The resulting stem cells and media will be commercialized together in kits, and the reporter cell lines will in addition be linked to specific CombiCult screens for use in the optimized differentiation of human embryonic stem cells (ESCs), or induced pluripotent stem cells (iPSCs). Under the terms of the deal, Plasticell will retain ownership of protocols for the directed differentiation of stem cells, and Sigma-Aldrich will market the reporter stem cell lines.
“We have already demonstrated that using fluorescent reporter lines in CombiCult experiments offers a highly convenient, real-time visual readout for stem cell differentiation,” states Marina Tarunina, Ph.D., Plasticell senior scientist. “Providing reporter cells as part of CombiCult enables us to offer industry partners a complete ‘turnkey’ solution of HTS with stem cells, ideally suited for in-house screening of compound libraries within pharmaceutical companies.”
“Efficient, directed differentiation of stem cells to predetermined cell lineages remains a major challenge in the field of ESCs and iPSCs,” adds Carl Schrott, director of marketing for stem cell research products at Sigma-Aldrich. “We are pleased to partner with stem cell differentiation expert Plasticell to develop complementary products that address this rapidly growing market segment.”
Sigma-Aldrich’s CompoZr technology has been developed to allow the creation of modified cell lines with targeted gene deletions, gene insertions, or gene corrections. The firm claims the technology generates targeted genetic alterations that are permanent and heritable, allows the creation of knock-out or knock-in cell lines in as little as two months, and requires no antibiotic selection for screening.
Plasticell’s Combicult platform is a multiplexing technology the firm claims enables millions of combinations of cell culture variables to be tested in parallel for identifying the optimal protocol for any given outcome in cell biology.

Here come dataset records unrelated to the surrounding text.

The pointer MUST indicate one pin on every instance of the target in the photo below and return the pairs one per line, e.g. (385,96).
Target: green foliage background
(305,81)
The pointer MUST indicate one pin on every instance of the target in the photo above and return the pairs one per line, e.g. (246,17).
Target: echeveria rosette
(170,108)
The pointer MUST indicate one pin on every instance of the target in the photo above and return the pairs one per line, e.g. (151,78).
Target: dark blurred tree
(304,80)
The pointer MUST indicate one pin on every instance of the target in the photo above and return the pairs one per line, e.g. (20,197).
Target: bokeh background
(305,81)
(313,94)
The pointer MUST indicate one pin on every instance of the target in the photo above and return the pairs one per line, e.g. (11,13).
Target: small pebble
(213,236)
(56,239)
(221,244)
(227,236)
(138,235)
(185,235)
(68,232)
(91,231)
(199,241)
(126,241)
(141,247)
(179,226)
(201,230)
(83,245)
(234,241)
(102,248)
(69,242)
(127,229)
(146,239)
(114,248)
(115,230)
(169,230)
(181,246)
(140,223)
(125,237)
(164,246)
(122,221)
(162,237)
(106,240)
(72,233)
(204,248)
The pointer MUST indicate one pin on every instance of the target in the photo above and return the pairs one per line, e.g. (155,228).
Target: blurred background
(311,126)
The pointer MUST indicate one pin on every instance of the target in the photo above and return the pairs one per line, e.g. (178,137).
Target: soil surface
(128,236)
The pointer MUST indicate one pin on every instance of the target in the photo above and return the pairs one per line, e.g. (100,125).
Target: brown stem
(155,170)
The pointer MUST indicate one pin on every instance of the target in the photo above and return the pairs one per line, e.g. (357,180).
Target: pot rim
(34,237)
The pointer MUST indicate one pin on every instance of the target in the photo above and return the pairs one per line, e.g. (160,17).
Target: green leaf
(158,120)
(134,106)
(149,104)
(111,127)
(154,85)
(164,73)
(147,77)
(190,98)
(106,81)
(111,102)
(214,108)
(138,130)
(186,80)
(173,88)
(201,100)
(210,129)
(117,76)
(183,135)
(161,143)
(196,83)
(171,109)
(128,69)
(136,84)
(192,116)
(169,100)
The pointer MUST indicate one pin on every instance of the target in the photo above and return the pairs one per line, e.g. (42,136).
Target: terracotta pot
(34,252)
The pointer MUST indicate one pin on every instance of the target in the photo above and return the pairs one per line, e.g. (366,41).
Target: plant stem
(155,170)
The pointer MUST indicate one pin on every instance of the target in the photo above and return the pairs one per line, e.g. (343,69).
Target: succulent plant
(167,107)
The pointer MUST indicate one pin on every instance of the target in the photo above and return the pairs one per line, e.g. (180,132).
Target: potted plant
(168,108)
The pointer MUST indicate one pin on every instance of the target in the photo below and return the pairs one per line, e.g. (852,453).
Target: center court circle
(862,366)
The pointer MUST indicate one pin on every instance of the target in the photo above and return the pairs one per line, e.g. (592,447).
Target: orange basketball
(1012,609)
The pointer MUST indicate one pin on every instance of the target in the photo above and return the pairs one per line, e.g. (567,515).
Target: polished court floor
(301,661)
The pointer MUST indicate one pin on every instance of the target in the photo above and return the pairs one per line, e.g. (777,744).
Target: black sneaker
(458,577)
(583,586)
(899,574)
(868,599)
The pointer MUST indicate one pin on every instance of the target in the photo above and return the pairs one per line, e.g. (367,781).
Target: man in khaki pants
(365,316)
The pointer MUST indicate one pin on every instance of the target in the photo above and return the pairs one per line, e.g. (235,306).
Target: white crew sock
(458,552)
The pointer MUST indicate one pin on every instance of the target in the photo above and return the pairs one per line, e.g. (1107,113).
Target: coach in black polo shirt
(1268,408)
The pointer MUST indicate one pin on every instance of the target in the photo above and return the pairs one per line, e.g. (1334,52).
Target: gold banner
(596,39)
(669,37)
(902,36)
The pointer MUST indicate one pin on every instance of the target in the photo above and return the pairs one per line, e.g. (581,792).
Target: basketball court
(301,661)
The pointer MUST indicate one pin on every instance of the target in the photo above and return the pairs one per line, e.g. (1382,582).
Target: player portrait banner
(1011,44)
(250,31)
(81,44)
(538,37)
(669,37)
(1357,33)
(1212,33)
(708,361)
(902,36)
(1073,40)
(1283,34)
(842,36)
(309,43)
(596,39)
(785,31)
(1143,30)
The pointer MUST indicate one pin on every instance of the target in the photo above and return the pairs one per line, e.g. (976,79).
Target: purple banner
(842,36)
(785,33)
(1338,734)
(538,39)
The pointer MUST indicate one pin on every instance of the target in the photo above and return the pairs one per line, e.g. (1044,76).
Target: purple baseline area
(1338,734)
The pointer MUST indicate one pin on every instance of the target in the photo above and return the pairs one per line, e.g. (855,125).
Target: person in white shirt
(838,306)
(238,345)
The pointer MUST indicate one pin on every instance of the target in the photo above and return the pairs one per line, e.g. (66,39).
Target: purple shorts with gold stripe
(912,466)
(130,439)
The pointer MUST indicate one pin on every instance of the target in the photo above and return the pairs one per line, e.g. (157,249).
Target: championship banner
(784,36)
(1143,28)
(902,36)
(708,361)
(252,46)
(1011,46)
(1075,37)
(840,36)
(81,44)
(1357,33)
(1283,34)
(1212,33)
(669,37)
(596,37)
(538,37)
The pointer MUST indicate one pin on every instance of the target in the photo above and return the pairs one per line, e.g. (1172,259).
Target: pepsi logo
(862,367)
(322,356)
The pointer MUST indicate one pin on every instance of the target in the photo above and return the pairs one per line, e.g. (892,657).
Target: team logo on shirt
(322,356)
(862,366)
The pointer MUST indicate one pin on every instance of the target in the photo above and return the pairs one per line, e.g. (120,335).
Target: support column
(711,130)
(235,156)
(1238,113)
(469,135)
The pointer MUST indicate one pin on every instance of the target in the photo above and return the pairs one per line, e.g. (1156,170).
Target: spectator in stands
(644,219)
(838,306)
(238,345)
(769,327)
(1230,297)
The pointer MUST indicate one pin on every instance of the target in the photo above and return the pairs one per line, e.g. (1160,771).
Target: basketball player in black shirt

The miniaturized system involves growing colonies of cells on the surface of microscopic bead-based microcarriers, which are then shuffled through various combinations of growth media that vary in composition with respect to nutrients, growth factors, hormones, and synthetic chemicals. A key step in the procedure is the labelling of microcarriers with unique tags each time they are exposed to a different culture medium, so the movement of a cell unit through the different media can be tracked, Plasticell notes.
The firm’s deal with Sigma-Aldrich follows just a couple of weeks after it reported on a collaboration agreement with UCB. Under terms of this deal UCB will provide drug compound libraries with known biological targets, which Plasticell will screen using CombiCult to identify new cell-signalling pathways involved in stem cell biology, including tissue regeneration. The ultimate aim is to discover compounds with potential applications in directing stem cell differentiation or for use in stem cell media.